In the first week of witness testimony, the Paris special criminal court was shaken by the emotion of a family mourning the loss of 13-year-old Laura, one of the 86 victims killed in the 2016 Nice truck attack. Laura's twin sister, Audrey, chose to testify separately. She spoke on Tuesday.

"We were as identical as two drops of water. She was like a mirror. I had her personality and she had mine. There were no secrets between us. She was my intimate diary. She was the love of my life. She was half my life.
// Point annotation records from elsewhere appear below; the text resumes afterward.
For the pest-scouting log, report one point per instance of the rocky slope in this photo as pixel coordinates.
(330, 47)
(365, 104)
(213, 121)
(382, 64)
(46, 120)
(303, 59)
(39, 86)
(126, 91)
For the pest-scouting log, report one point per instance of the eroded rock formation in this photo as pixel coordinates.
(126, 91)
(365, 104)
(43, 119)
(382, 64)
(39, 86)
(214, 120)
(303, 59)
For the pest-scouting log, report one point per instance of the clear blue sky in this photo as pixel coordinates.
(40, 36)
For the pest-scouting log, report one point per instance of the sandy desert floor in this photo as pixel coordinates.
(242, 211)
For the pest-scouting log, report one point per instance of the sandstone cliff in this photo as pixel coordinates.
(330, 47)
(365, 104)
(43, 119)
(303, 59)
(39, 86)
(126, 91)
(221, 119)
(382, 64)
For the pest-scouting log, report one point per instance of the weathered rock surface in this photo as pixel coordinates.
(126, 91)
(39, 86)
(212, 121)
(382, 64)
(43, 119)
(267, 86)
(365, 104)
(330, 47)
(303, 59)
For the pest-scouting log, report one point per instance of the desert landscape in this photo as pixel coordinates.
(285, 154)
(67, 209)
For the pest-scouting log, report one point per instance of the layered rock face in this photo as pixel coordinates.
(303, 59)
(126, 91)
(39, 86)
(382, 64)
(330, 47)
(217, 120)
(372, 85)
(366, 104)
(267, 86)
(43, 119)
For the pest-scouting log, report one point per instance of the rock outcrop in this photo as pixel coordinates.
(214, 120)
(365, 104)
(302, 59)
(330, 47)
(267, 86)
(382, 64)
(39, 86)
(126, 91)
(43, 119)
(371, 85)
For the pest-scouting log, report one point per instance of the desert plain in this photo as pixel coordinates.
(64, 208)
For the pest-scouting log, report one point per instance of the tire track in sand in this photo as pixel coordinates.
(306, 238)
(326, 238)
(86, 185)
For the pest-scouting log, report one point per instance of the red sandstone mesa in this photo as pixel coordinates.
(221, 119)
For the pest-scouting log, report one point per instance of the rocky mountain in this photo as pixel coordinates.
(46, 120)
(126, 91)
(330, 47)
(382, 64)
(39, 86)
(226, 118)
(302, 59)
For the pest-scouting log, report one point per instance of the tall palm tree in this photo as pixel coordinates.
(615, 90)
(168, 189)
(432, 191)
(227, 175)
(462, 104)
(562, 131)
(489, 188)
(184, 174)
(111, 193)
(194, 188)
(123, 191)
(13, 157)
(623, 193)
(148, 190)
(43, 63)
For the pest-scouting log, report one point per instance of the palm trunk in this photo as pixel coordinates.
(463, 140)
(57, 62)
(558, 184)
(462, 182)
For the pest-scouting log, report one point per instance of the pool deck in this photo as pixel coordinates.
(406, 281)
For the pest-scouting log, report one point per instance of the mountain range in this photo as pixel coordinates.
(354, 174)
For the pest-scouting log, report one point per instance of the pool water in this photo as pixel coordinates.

Thirteen years is not very long."

Audrey is now 20. The dream the twins shared as 13-year-olds was to open a hair-dressing salon.

That hope was shattered in the nightmare of 14 July 2016, when the celebrations of Bastille Day were destroyed by madness, leaving Laura and 85 others dead under the wheels of a goods vehicle deliberately driven into the crowd watching the fireworks display.

The driver of the truck, 31-year-old Mohamed Lahouaiej-Bouhlel, was shot dead at the scene by security forces after a four-minute rampage.

His attack was subsequently claimed as a jihadist action by a martyr affiliated to the Islamic State terrorist group, active at the time in Syria and Iraq, and responsible for several major attrocities in Europe in 2015, 2016.

No evidence has ever been found to link Lahouaiej-Bouhlel to the IS organisation.

The seven men and one woman on trial are accused of crimes ranging from failure to alert the police, despite being aware of the killer's intentions, to providing practical support and weapons.

A family disunited in grief

Audrey chose to allow the rest of her family speak without her.

This is the young woman whose mother, driven incoherent by grief, mistook for her dead twin.

"Look, it's my daughter. She's here. It's Laura," the mother shouted from the hospital bed where she was being treated for back injuries incurred as she jumped to safety.

Testifying last week, Laura's father told the court that the family was "serving a life sentence, because every day, we live with her, the twin." With Audrey, in other words.

This young woman is making her own way, struggling with eating disorders, subject to suicidal tendencies, but clearly determined to live for the other half she lost on the Promenade des Anglais in Nice six years ago.